Der Antarktische Zirkumpolarstrom (englisch: Antarctic Circumpolar Current/ACC) ist die größte Meeresströmung der Erde und umkreist die Antarktis mit der Erdrotation von West nach Ost. Die kalte Meeresströmung wird hauptsächlich durch die Westwinddrift angetrieben. Der ACC verbindet Atlantik, Pazifik und Indischen Ozean und ist somit entscheidend für den globalen Wärmetransport, den Kohlenstoffkreislauf und den Austausch von Nährstoffen zwischen den Ozeanen. Damit hat er auch Einfluss auf das regionale und globale Klima sowie die Biodiversität.
In einer aktuellen Studie berichtet ein internationales Forschungsteam von 36 Wissenschaftlern aus fünf Ländern unter der Leitung von Prof. Xufeng Zheng von der Hainan University in Haikou (China) im Journal „Nature Communications“. Die Forschenden bestimmten die Strömungsgeschwindigkeit im ACC anhand von Bohrkernen, die aus 3.000 bis 4.000 Meter Wassertiefe stammen. Das Integrated Ocean Discovery Program (IODP) entnahm sie mit dem Bohrschiff “JOIDES Resolution” im Jahre 2019 im Scotiameer nördlich der Antarktis. Die Expedition fand unter Leitung von Dr. Michael Weber vom Institut für Geowissenschaften der Universität Bonn statt.
Messungen der Korngrößenverteilung in den Sedimenten lassen nun Rückschlüsse über die Änderungen der Strömungsgeschwindigkeit zu. Vereinfacht werden feine Teilchen von der Strömung bei höheren Geschwindigkeiten mitgerissen und können sich erst am Meeresgrund wieder absetzen, wenn sich die Strömungsgeschwindigkeit entsprechend verringert. Ist die Größenverteilung der Partikel im Bohrkern bekannt, lassen sich die Variationen der Strömungsgeschwindigkeit für verschiedene Zeiträume bestimmen. Das trifft vor allem auf die relativ feinkörnige Schlufffraktion von 0,1 bis 0,063 Millimeter zu, auf die die Forschenden ihr Hauptaugenmerk richteten.
Strömungsgeschwindigkeit war drei Mal so groß
„Demnach war die Geschwindigkeit in der vorletzten Warmzeit vor rund 130.000 Jahren mehr als dreimal so hoch wie in der jetzigen Warmzeit der letzten Jahrtausende“, sagt Weber. Diese gegenläufigen Ergebnisse trotz weitgehend gleichem Klima führen die Forschenden auf Änderungen der Erdbahn um die Sonne zurück, wodurch die Einstrahlung variierte. Die Erde umkreist auf einer elliptischen Bahn die Sonne, die sich etwa alle 100.000 Jahre wiederholt. Auch die Erdachse verändert ihre Neigung und Rotation im Abstand von etwa 21.000 Jahren. „Beide Parameter zeigten lediglich in der letzten Warmzeit ein gleichzeitiges, sich gegenseitig verstärkendes Maximum“, sagt Weber. Dadurch könnten sich etwa die Westwinde verändert haben, die die Antarktische Zirkumpolarströmung antreiben.

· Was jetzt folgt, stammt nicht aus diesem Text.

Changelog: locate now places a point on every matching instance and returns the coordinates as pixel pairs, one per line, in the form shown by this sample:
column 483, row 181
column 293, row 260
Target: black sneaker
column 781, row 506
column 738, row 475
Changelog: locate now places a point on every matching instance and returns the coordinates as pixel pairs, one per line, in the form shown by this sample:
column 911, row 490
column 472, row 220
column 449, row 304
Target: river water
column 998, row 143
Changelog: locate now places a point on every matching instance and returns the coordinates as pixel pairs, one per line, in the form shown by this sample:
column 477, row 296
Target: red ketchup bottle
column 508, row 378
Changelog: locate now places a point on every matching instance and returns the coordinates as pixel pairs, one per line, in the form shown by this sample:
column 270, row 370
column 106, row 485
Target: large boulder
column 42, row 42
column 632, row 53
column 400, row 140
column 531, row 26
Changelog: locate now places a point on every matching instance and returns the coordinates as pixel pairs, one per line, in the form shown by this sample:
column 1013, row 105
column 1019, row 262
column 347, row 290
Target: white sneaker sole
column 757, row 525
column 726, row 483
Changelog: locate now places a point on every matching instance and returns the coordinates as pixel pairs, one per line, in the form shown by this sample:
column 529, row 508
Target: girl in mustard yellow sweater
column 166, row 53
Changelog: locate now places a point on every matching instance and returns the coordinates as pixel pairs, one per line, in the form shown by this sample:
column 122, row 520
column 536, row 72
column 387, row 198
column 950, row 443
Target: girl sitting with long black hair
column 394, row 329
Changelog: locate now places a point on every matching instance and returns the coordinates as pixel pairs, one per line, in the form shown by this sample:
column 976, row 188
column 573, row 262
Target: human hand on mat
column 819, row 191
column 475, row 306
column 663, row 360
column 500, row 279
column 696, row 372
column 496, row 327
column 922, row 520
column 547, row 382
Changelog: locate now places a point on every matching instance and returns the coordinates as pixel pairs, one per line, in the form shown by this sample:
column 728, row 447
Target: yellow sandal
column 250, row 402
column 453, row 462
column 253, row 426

Zusammen mit anderen Datensätzen kommen die Forschenden zu dem Schluss, dass somit eine Polwärts-Verlagerung des ACC während des letzten Interglazials von mindestens fünf Breitengraden (rund 600 Kilometer) abgeleitet werden kann. „Dies brachte wärmere Gewässer näher an die Antarktischen Eisschilde, was auch zu dem 6 bis 9 Meter höheren Meeresspiegel des letzten Interglazials beigetragen haben kann“, ordnet Weber ein. Aufgrund der derzeitigen orbitalen Konstellation ist nach Einschätzung der Forschenden für die nächsten Jahrhunderte bis Jahrtausende eine Nordwärts-Verschiebung des ACC im natürlichen Klimasystem zu erwarten, was der prognostizierten Südwärts-Verschiebung durch den Klimawandel entgegenwirken würde.
Die Forschenden kommen jedoch zu dem Schluss, dass es angesichts der Komplexität und Unsicherheiten für eine genaue Vorhersage der ACC angesichts der Klimawandelszenarien von entscheidender Bedeutung sein wird, die Wechselwirkung zwischen natürlicher Klimavariabilität und vom Menschen verursachten Faktoren zu berücksichtigen. „In Zukunft wird eine Kombination aus Aufzeichnungen der Vergangenheit und Klimamodellen unerlässlich sein“, sagt Xufeng Zheng.